You can access the report here:
Key takeaways from this report include:
- Investments in ocean-based climate mitigation measures can reduce U.S. greenhouse gas emissions by up to 13.7 percent annually by 2050. This is equivalent to 90 percent of the annual greenhouse gas emissions from all passenger vehicles in the United States in 2018. Until recently, the ocean and coasts have received little consideration in policy proposals to reduce emissions despite their importance in regulating our climate and their contribution to the U.S. economy.
- Expanding offshore wind production is the most decisive investment that could be made today as it has the greatest mitigation potential of all measures modeled. Offshore wind energy alone could reduce U.S. emissions by up to eight percent over the next 30 years. Offshore wind is commercially viable today, with nearly 28,000 MW of offshore wind capacity installed globally, compared to just 42 MW in the U.S. The U.S. will need to set national targets, invest in market development, streamline the permitting and development process, assess and address cumulative impacts to the marine environment and marine species, and determine how to address competing interests and needs in order to scale offshore wind deployment.
- All mitigation measures included in this analysis have significant co-benefits for jobs, economic recovery and growth, American global competitiveness, public health, environmental justice, and the environment. By reducing air pollution, spurring economic activity in growing industries, and protecting our natural resources, these solutions, taken together, can deliver positive benefits in the form of job creation, economic growth, and environmental justice—while also reducing greenhouse gas emissions. For example, building 30 GW of offshore wind installation in the U.S. by 2030 could create 83,000 jobs annually in construction, operations, supply chain, manufacturing, and supporting industries as well as $25 billion in annual economic output.
Opportunities for ocean-climate action and associated annual mitigation potential in 2050
To achieve the required emissions reductions and put the U.S. on a lower-risk climate trajectory, mitigation and adaptation measures are needed from all sectors of the U.S. economy, including the ocean and coastal economies. Leaders and experts globally have aligned on a 1.5-degree Celsius trajectory as the scenario that presents a reasonable chance of managing climate impacts, with the 2-degrees Celsius scenario presenting a less desirable option. The 1.5-degree scenario will only be feasible if significant mitigation action is taken in the next ten years.

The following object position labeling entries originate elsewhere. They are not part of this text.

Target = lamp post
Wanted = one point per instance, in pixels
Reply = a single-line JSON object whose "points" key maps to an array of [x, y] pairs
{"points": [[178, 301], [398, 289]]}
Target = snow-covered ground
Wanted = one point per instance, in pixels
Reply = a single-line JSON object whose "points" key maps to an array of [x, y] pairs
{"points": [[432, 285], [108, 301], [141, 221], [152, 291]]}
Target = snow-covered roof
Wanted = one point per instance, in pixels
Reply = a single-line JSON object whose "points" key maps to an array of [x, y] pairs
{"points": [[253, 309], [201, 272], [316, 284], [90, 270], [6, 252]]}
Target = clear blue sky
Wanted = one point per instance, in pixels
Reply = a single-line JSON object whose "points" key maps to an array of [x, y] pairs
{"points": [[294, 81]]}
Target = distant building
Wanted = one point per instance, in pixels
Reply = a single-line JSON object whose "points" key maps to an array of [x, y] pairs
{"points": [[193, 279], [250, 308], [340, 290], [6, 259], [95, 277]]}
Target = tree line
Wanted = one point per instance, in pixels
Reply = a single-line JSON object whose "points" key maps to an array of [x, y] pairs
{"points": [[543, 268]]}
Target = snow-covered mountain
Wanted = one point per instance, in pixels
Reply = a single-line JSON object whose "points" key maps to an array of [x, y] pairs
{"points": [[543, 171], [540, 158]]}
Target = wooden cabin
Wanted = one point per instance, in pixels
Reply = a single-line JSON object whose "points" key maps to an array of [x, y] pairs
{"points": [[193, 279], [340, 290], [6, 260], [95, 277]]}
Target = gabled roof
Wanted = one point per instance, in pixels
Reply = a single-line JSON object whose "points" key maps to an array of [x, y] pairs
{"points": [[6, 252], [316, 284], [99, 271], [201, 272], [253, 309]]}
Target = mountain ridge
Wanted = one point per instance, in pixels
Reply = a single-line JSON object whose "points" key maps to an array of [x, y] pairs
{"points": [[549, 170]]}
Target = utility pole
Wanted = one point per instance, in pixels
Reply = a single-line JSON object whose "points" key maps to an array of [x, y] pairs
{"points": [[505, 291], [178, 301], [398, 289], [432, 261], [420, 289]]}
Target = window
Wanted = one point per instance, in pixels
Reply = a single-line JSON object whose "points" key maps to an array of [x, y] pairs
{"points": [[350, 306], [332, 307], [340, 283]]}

This report also includes recommendations on policy, research, and technology needs to make these interventions a reality. Not all ocean-based mitigation measures are at the same stage of implementation or have the same level of technical or economic viability, risk, and certainty. While some are well-established and could be rapidly scaled up today, several approaches will require significantly more research, technology development, planning, and policy support—which are ripe for investment by the public, private, and philanthropic sectors.